By Dateline Philippines
MANILA, Philippines – A re-electionist town mayor in Davao del Sur allegedly threatened to have a correspondent of the Philippine Daily Inquirer killed after the elections, the National Union of Journalists of the Philippines (NUJP) reported Monday.
According to the NUJP, Orlando Dinoy reported that Bansalan Mayor Edwin Reyes said he would “have somebody kill (you) after elections” when they chanced on each other at the town’s central warehouse around 5 p.m.
“If I did not pursue my plan to kill you before, now wait after the election and I will let somebody kill you,” Dinoy quoted the mayor as saying.
He said the mayor, who is running under the Nacionalista Party, apparently got irked on seeing him covering the campaign caravan of Vice Mayor Melchor Arches, who is running against Reyes under the Nationalist People’s Coalition.

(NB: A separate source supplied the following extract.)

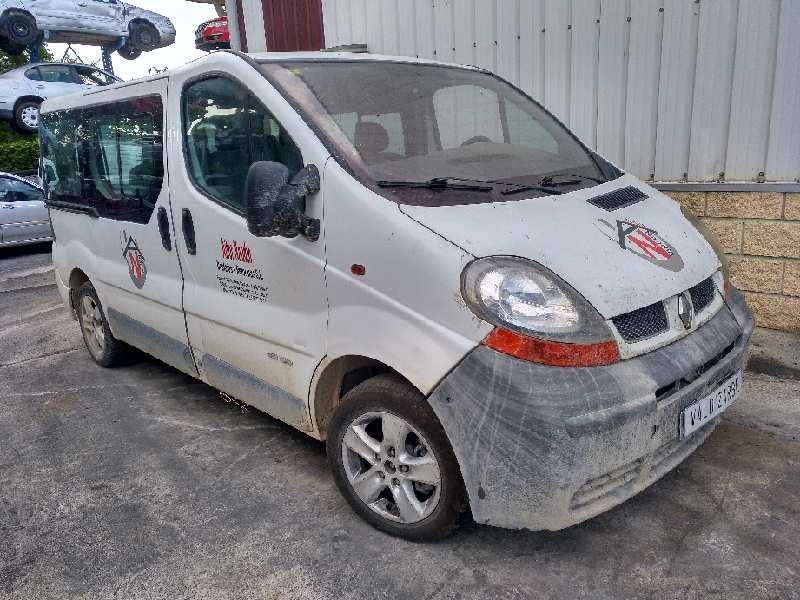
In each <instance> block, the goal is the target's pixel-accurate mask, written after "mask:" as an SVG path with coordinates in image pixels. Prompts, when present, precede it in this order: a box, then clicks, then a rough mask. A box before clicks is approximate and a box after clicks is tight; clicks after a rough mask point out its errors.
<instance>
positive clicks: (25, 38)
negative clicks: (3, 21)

Dinoy said Reyes also blamed him for being the source of alleged black propaganda being used in his rival’s campaign materials.
The NUJP has reported an increasing incidence in harassment and attacks on media practitioners covering the campaign and the elections since last week.
The worst so far has been disappearance of a radio stringer and the alleged mauling of a father and son television team, all from Cagayan de Oro, in Camiguin Island on Sunday.
Rolando Gono went missing after he texted his partner Rene Abris, volunteer reporter of Hot FM in Cagayan de Oro, minutes after he asked permission to go home ahead because a child had gotten sick.
Abris said this was after he had filed a report on the mauling of Herbert Hugo Dumaguing and his son Hubert, allegedly by Camiguin Governor Jurdin Jesus “JJ” Romualdo and his followers, after the two, of cable channel TV 13, chanced upon alleged vote buying in a village in Catarman town.